CRISPR’s impact is measured in more than savings. The ease and speed of the technique makes it possible to engineer mice on the fly, to solve new and specific targeting puzzles, and also easily modify previously genetically altered mice in other, new ways.

On one front, however, the CRISPR revolution is faltering. Three months after his lab’s first CRISPR report, Jaenisch and co-workers published a second paper in Cell that suggested CRISPR could easily perform more complex genetic surgery, knocking in chunks of DNA rather than simply disabling genes. As a demonstration, they used CRISPR to knock fluorescent tags into mouse zygotes, which lighted up whenever a specific gene was turned on. They also created conditional mutants, which are key to many research efforts. Using CRISPR to insert loxP’s into zygotes, Jaenisch’s team reported making conditional mice with relatively “high efficiency”—about 16% of the zygotes led to mouse pups with the correct mutations.
Skarnes is one of many researchers bowled over by Jaenisch’s initial reports, but he was disappointed when he tried to take the technique into his own lab. “It looked from his papers that this was going to be straightforward and I was quite confident this would make ES obsolete,” Skarnes says. “What was disappointing is none of us could reproduce at the efficiencies reported by Jaenisch. … It works at 1% or 2% and a lot of projects are failing. It’s really not proven to be a robust method.”

Skarnes calls the shift to CRISPR for conditional knockouts premature.
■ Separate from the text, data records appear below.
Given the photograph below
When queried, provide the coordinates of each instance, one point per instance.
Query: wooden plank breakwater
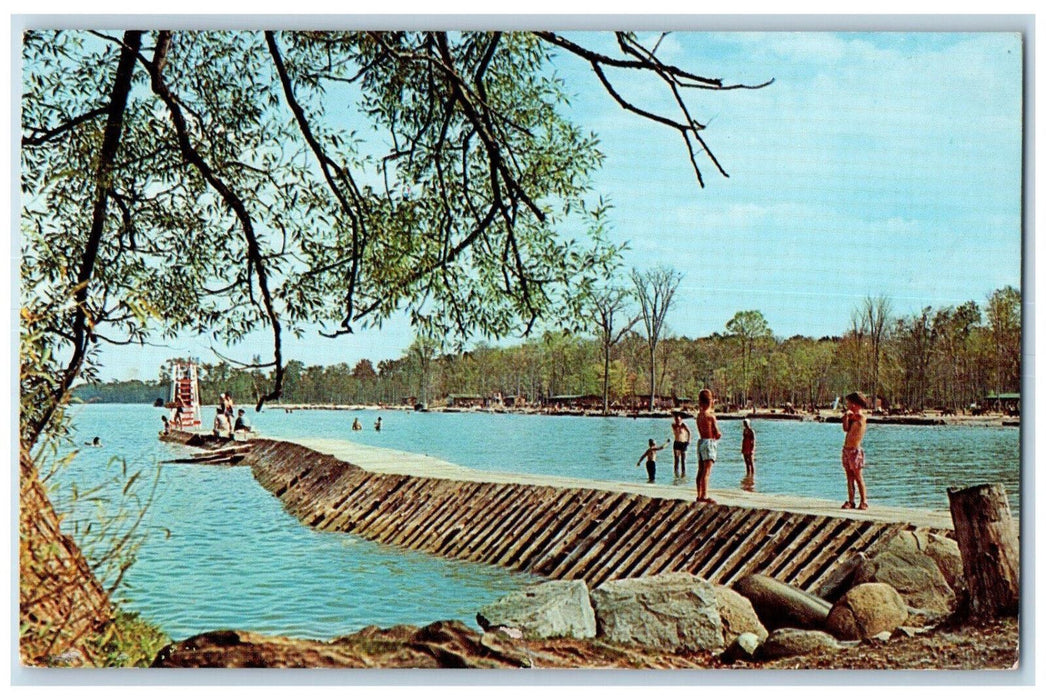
(560, 533)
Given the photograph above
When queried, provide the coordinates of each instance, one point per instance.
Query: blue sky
(876, 163)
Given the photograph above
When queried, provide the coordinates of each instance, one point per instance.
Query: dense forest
(938, 358)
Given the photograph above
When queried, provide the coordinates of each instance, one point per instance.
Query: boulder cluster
(911, 583)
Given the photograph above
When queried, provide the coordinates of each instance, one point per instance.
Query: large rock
(840, 578)
(912, 572)
(551, 609)
(737, 615)
(867, 611)
(668, 611)
(790, 641)
(744, 648)
(779, 605)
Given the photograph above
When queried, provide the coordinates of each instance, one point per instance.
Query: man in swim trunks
(651, 456)
(855, 424)
(682, 436)
(709, 433)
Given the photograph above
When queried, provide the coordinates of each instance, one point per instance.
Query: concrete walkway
(386, 460)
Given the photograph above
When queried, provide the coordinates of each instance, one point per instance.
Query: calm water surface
(910, 466)
(221, 551)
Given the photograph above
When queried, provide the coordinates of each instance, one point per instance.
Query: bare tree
(654, 290)
(876, 315)
(748, 326)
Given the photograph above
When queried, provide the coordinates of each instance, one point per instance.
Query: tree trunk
(653, 379)
(987, 538)
(606, 379)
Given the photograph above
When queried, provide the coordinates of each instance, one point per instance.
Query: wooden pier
(567, 528)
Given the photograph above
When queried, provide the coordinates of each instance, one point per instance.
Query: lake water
(221, 551)
(910, 466)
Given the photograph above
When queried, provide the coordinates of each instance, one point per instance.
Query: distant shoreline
(926, 419)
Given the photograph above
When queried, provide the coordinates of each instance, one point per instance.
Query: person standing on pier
(748, 447)
(709, 433)
(651, 456)
(855, 424)
(681, 433)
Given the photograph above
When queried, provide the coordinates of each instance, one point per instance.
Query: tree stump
(987, 538)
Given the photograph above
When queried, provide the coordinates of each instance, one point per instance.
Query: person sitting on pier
(651, 456)
(855, 424)
(708, 430)
(681, 434)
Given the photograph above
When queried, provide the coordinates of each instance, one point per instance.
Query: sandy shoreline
(928, 418)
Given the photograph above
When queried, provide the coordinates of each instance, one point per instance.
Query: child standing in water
(651, 456)
(855, 423)
(708, 431)
(682, 436)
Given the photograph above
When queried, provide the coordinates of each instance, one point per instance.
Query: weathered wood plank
(574, 563)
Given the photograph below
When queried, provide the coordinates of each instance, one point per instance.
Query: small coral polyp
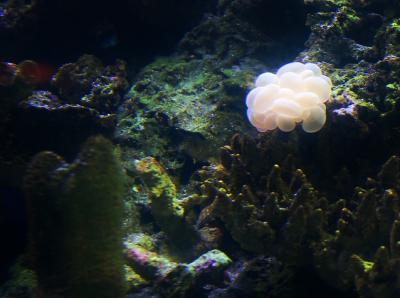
(296, 93)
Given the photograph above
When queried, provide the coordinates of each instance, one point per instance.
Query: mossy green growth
(76, 215)
(164, 203)
(176, 100)
(23, 282)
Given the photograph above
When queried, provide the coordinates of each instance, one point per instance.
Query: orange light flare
(33, 73)
(8, 73)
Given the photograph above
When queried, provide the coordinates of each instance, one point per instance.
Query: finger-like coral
(81, 201)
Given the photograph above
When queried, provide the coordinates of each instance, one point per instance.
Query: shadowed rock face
(120, 28)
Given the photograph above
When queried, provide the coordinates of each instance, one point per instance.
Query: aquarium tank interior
(200, 149)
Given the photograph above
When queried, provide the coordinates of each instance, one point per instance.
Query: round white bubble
(295, 94)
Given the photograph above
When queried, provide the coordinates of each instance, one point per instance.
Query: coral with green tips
(76, 222)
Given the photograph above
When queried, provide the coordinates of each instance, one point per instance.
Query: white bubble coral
(296, 93)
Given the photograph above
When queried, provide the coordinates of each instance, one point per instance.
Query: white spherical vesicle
(268, 122)
(251, 96)
(307, 99)
(264, 98)
(307, 73)
(296, 67)
(296, 93)
(328, 80)
(265, 79)
(254, 118)
(315, 120)
(287, 107)
(284, 123)
(314, 68)
(291, 81)
(318, 86)
(285, 93)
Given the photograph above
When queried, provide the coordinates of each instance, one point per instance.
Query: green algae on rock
(164, 203)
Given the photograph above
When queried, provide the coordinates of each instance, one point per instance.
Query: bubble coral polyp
(296, 93)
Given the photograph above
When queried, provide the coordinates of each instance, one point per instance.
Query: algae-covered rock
(164, 204)
(75, 213)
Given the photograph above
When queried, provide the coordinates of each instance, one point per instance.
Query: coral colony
(296, 93)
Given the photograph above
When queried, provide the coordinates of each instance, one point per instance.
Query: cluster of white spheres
(296, 93)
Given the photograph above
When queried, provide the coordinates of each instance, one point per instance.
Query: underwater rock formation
(181, 109)
(75, 213)
(88, 83)
(167, 211)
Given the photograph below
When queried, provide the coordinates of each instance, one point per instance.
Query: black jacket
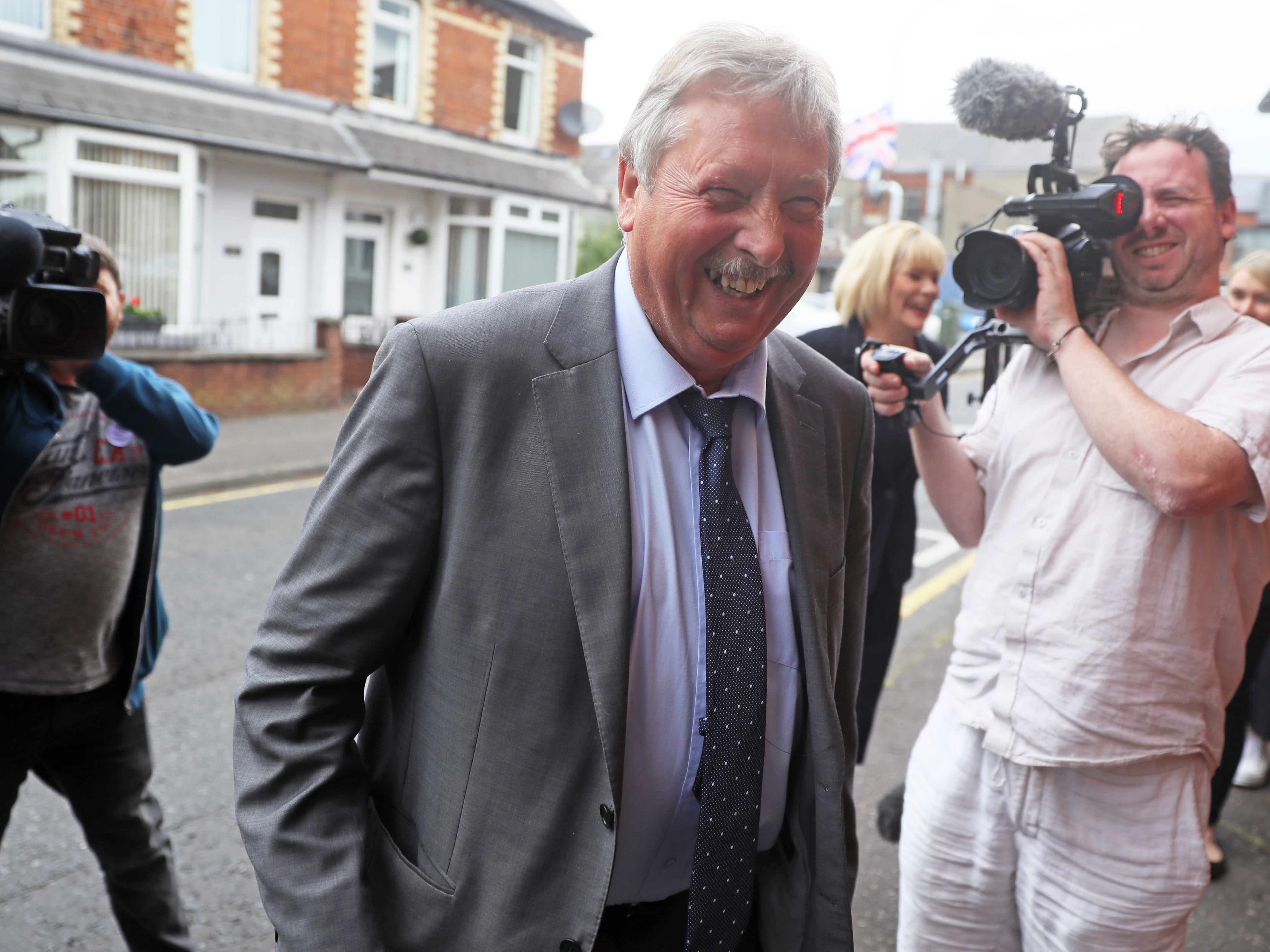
(895, 526)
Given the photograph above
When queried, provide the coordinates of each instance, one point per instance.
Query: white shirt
(1094, 629)
(657, 825)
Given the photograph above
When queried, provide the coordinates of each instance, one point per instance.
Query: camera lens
(47, 323)
(994, 271)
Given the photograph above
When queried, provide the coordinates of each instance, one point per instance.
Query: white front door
(280, 266)
(366, 267)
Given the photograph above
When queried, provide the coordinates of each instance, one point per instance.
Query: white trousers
(999, 857)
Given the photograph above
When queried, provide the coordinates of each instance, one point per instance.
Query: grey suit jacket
(434, 711)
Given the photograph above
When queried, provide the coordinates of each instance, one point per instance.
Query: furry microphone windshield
(1008, 101)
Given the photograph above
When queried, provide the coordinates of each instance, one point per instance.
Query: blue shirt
(667, 692)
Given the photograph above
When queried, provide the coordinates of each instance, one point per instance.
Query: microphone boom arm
(990, 333)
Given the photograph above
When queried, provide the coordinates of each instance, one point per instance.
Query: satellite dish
(577, 118)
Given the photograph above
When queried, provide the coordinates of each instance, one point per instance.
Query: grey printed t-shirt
(68, 550)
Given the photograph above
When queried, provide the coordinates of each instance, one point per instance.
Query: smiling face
(1174, 257)
(914, 291)
(727, 242)
(1249, 296)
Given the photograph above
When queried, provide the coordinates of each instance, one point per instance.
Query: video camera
(49, 308)
(1014, 102)
(992, 267)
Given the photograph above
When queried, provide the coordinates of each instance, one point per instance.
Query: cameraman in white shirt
(1115, 485)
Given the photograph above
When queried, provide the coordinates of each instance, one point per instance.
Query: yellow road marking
(935, 587)
(1246, 836)
(229, 495)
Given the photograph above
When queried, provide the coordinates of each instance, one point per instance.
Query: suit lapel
(798, 443)
(581, 418)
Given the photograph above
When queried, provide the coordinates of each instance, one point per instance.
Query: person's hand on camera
(1053, 313)
(887, 390)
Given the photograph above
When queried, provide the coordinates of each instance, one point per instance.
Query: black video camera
(49, 308)
(995, 269)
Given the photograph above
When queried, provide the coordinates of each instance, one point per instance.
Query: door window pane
(469, 261)
(223, 35)
(22, 144)
(359, 276)
(460, 205)
(271, 268)
(276, 210)
(529, 259)
(23, 13)
(143, 225)
(120, 155)
(23, 190)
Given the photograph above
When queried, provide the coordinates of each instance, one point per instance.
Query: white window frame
(40, 32)
(502, 219)
(45, 167)
(529, 136)
(493, 276)
(67, 166)
(381, 18)
(253, 46)
(380, 233)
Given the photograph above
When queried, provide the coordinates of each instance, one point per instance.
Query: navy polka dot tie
(731, 777)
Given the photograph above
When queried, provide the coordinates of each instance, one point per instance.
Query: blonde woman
(884, 290)
(1245, 760)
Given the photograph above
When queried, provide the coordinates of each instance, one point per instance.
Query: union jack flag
(869, 144)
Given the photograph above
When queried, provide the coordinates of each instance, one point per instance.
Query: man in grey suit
(567, 655)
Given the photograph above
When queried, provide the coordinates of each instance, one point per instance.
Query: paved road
(219, 564)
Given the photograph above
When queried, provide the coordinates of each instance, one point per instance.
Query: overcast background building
(262, 164)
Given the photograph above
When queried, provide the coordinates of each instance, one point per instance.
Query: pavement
(233, 520)
(258, 450)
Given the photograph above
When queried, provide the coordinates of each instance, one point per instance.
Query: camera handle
(990, 333)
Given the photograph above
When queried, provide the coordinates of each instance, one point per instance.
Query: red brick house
(265, 164)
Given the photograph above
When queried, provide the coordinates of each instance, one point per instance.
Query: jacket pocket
(411, 907)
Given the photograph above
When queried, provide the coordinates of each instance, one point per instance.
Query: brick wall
(319, 47)
(359, 360)
(145, 28)
(246, 385)
(464, 81)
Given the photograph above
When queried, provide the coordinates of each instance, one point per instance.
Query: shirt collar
(652, 376)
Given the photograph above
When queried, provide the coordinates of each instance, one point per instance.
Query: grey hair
(736, 60)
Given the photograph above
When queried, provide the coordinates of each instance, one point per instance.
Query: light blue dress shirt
(657, 827)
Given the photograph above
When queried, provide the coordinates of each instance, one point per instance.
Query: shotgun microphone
(1009, 101)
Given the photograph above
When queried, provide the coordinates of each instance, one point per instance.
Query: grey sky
(1145, 58)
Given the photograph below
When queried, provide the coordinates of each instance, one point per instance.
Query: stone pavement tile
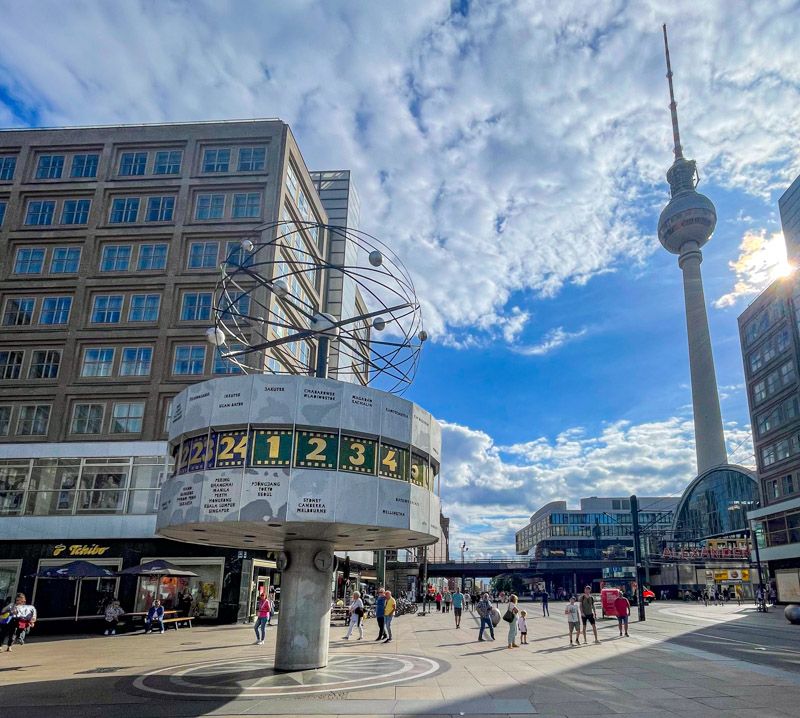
(424, 693)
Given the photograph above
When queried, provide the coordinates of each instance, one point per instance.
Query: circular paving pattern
(256, 678)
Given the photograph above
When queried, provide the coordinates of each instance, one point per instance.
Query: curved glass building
(716, 503)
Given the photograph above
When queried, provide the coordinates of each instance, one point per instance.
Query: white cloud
(761, 261)
(490, 491)
(518, 149)
(554, 339)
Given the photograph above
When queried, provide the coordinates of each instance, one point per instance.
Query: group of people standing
(17, 619)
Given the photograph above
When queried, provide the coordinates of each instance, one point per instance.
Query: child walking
(522, 625)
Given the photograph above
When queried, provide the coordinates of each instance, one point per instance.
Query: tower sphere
(689, 217)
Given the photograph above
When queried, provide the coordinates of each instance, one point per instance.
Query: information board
(316, 450)
(230, 448)
(271, 447)
(357, 454)
(393, 462)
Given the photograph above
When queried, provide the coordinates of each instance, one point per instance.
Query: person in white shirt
(356, 616)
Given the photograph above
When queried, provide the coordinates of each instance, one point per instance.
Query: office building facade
(113, 239)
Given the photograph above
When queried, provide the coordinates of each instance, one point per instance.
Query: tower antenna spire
(673, 106)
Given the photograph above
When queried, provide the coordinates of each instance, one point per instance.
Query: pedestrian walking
(484, 609)
(154, 615)
(510, 616)
(113, 613)
(588, 613)
(522, 627)
(263, 611)
(388, 614)
(622, 606)
(356, 609)
(22, 618)
(573, 614)
(458, 603)
(380, 604)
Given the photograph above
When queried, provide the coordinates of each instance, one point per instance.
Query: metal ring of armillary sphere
(264, 300)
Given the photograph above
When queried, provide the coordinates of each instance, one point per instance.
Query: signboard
(316, 450)
(357, 455)
(271, 447)
(230, 448)
(393, 462)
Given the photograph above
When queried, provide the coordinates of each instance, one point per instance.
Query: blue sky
(513, 154)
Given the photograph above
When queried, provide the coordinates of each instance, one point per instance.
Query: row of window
(129, 210)
(770, 349)
(139, 163)
(774, 382)
(128, 257)
(785, 486)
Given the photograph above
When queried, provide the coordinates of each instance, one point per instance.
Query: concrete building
(113, 238)
(768, 331)
(789, 207)
(573, 547)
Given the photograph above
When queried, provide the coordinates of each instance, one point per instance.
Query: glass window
(5, 420)
(7, 167)
(216, 160)
(210, 206)
(126, 417)
(10, 364)
(50, 167)
(84, 165)
(292, 184)
(196, 306)
(33, 420)
(124, 210)
(40, 212)
(144, 308)
(152, 257)
(116, 258)
(55, 310)
(65, 260)
(107, 309)
(203, 255)
(223, 365)
(160, 209)
(252, 159)
(18, 312)
(136, 361)
(44, 364)
(132, 164)
(97, 361)
(29, 260)
(75, 211)
(168, 162)
(189, 359)
(87, 419)
(247, 204)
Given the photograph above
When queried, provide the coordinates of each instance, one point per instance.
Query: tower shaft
(708, 432)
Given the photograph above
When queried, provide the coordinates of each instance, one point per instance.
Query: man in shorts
(588, 614)
(573, 613)
(623, 608)
(458, 604)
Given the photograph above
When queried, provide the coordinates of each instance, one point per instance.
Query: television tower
(684, 226)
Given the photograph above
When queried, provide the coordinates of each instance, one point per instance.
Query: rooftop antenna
(673, 106)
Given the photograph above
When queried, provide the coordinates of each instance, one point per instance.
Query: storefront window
(204, 589)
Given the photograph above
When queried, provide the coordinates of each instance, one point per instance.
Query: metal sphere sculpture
(262, 302)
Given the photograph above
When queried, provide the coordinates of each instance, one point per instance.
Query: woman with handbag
(510, 616)
(356, 616)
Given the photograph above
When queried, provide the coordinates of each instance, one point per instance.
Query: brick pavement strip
(84, 677)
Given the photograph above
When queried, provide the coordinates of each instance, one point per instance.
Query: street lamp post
(464, 549)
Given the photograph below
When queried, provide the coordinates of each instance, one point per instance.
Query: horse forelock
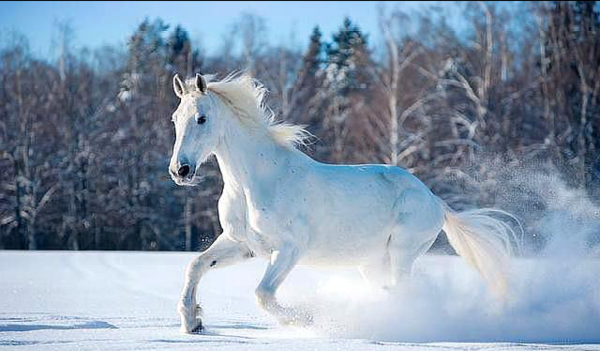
(245, 96)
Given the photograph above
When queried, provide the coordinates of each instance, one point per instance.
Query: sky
(106, 22)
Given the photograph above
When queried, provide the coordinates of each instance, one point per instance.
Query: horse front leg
(281, 263)
(223, 252)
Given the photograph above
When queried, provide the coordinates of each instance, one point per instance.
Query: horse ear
(201, 83)
(178, 86)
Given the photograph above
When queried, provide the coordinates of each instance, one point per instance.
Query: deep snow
(117, 300)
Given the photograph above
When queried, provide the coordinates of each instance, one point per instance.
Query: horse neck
(249, 159)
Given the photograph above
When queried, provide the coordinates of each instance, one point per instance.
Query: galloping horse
(280, 204)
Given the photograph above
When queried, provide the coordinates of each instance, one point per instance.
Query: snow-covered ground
(127, 301)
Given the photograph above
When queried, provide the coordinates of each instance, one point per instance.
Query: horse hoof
(199, 329)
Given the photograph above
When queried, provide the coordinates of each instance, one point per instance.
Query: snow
(127, 301)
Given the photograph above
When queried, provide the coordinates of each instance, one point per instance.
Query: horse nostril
(183, 170)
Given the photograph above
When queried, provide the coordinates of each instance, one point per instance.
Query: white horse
(280, 204)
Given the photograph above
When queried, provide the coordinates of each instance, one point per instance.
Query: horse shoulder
(232, 214)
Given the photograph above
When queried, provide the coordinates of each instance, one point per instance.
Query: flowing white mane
(245, 96)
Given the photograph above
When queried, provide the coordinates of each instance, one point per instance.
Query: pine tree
(347, 54)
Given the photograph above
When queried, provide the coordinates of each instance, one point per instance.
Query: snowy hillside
(117, 301)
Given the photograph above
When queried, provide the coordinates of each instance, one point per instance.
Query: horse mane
(246, 97)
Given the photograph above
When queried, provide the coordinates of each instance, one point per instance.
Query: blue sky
(97, 23)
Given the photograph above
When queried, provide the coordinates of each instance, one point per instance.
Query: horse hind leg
(404, 248)
(377, 271)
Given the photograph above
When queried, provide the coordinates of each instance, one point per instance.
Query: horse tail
(484, 242)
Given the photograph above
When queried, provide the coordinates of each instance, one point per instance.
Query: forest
(85, 138)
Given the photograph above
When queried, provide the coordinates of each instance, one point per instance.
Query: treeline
(85, 139)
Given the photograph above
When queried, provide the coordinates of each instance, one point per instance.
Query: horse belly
(351, 239)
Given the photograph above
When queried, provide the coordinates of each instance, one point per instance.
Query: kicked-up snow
(127, 301)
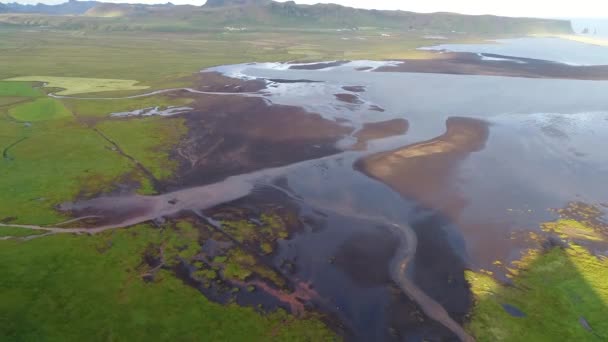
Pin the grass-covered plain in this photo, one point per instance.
(79, 85)
(90, 288)
(18, 89)
(40, 110)
(562, 293)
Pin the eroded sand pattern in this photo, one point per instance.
(443, 175)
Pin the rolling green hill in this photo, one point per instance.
(270, 15)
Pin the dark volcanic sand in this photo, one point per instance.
(354, 89)
(216, 82)
(317, 66)
(235, 135)
(463, 63)
(423, 171)
(348, 98)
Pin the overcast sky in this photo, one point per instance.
(533, 8)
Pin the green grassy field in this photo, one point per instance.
(75, 288)
(80, 85)
(40, 110)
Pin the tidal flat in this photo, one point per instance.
(281, 191)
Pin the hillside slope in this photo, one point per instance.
(266, 14)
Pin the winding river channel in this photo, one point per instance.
(483, 159)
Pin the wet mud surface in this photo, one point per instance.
(236, 135)
(380, 130)
(374, 233)
(462, 63)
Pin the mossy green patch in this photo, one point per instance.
(103, 108)
(40, 110)
(18, 89)
(81, 85)
(563, 294)
(572, 229)
(149, 140)
(64, 287)
(18, 232)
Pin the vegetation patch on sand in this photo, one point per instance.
(79, 85)
(560, 294)
(101, 108)
(149, 140)
(90, 288)
(40, 110)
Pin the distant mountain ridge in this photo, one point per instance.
(263, 15)
(71, 7)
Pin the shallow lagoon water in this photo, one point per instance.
(545, 149)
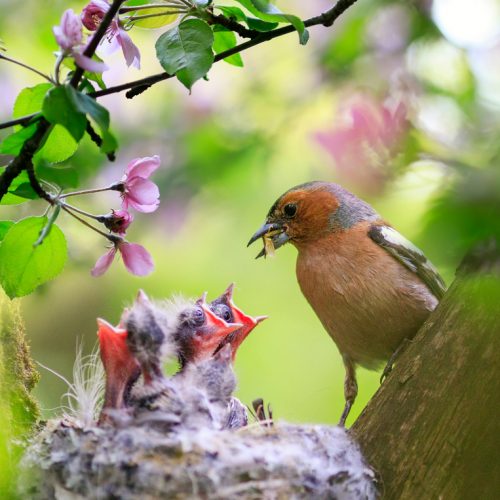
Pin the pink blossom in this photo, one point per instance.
(366, 143)
(69, 33)
(93, 13)
(138, 191)
(116, 36)
(118, 221)
(69, 37)
(136, 258)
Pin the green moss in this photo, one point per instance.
(19, 411)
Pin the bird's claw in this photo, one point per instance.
(386, 372)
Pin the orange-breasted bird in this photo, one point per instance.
(370, 287)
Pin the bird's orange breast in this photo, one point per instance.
(366, 300)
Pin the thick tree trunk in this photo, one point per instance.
(433, 428)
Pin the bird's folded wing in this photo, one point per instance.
(409, 255)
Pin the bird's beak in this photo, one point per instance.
(275, 230)
(119, 364)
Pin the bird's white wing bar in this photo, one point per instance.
(409, 255)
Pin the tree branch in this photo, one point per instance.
(24, 160)
(325, 19)
(96, 39)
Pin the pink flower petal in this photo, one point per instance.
(147, 209)
(136, 258)
(69, 33)
(103, 263)
(142, 191)
(93, 13)
(142, 167)
(109, 44)
(129, 49)
(89, 64)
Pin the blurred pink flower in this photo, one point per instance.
(118, 221)
(69, 37)
(138, 191)
(366, 143)
(116, 36)
(136, 258)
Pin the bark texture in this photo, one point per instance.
(433, 430)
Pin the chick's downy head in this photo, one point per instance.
(224, 307)
(149, 337)
(200, 331)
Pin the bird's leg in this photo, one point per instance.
(388, 367)
(350, 388)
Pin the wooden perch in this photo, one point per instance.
(432, 430)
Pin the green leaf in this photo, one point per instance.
(186, 51)
(25, 190)
(270, 13)
(13, 143)
(237, 14)
(65, 177)
(5, 225)
(234, 13)
(24, 267)
(59, 108)
(60, 145)
(154, 22)
(259, 25)
(225, 40)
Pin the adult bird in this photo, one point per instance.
(370, 287)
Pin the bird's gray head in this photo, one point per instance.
(310, 211)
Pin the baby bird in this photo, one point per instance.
(224, 307)
(199, 332)
(120, 367)
(149, 337)
(207, 387)
(370, 287)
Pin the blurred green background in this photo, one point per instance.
(245, 136)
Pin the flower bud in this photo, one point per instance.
(118, 221)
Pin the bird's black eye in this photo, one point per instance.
(226, 314)
(198, 316)
(290, 209)
(223, 312)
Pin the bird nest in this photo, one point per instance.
(141, 461)
(182, 436)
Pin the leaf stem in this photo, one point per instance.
(114, 187)
(124, 10)
(109, 237)
(146, 16)
(97, 218)
(30, 68)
But he concedes that researchers will “eventually” figure out how to tweak CRISPR so that it makes conditional mutant mice with high efficiency. Whatever CRISPR’s shortcomings appear to be at this point, its potential for engineering mice should not be underestimated. There are things CRISPR can do that people are just beginning to understand. It’s at the very early phases of development and the tool has infinite possibilities.